Ms Jackson : Does that mean that the recommendations of the London implementation group specialty reviews will not be implemented? Under those recommendations, the Royal Free would lose cancer treatment, neurosurgery, paediatrics and a world-renowned renal transplant unit. Are not the review boards, brought into being by the Department of Health, yet another smokescreen put up by the Government in an attempt to conceal the basic fault in their policy, which is that a market economy cannot provide the health service that the country demands and should receive?

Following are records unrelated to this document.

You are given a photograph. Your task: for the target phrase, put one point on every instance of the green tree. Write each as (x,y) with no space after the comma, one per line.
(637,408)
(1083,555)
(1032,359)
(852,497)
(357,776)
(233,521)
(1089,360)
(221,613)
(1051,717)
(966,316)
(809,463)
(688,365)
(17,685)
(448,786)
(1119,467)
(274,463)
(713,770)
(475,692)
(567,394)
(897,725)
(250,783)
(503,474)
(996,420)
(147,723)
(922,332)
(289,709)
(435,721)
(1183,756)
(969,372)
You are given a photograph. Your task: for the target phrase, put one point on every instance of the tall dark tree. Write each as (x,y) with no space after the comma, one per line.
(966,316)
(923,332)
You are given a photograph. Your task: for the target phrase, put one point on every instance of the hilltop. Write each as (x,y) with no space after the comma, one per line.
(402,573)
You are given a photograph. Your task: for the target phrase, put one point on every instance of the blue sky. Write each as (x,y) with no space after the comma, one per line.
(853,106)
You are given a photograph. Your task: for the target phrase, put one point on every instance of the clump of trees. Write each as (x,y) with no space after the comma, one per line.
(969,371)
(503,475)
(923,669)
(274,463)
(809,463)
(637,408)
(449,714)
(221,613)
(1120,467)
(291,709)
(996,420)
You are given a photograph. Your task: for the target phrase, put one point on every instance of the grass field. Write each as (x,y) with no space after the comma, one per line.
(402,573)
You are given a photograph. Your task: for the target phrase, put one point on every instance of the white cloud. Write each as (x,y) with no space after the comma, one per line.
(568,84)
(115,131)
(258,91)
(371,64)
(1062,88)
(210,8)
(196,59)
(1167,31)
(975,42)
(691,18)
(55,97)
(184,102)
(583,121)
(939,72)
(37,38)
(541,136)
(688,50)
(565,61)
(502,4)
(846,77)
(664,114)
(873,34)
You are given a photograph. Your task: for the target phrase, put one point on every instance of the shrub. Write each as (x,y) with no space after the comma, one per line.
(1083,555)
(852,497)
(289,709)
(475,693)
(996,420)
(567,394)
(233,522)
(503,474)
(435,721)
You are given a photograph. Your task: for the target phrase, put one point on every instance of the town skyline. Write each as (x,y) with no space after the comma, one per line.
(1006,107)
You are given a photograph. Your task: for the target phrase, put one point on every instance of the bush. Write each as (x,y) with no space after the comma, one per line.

Dr. Mawhinney : Of course they are not. As the hon. Lady knows, the specialty review reports represent independent advice to Ministers and they will not determine--by themselves, certainly--the future pattern of services. The recommendations as they affect the Royal Free will no doubt be a subject for discussion with the region, with local hospitals and with the implementation group, to ensure that all points are properly satisfied. That is what my right hon. Friend the Secretary of State told the hon. Lady on 23 June and I confirm it.
Mr. Tracey : Does my hon. Friend agree that we can all go on about our own local hospitals and that I could make a strong case for more resources for Kingston hospital, but that our policy is about universal health care across the whole of London and our first priority must be primary care across London?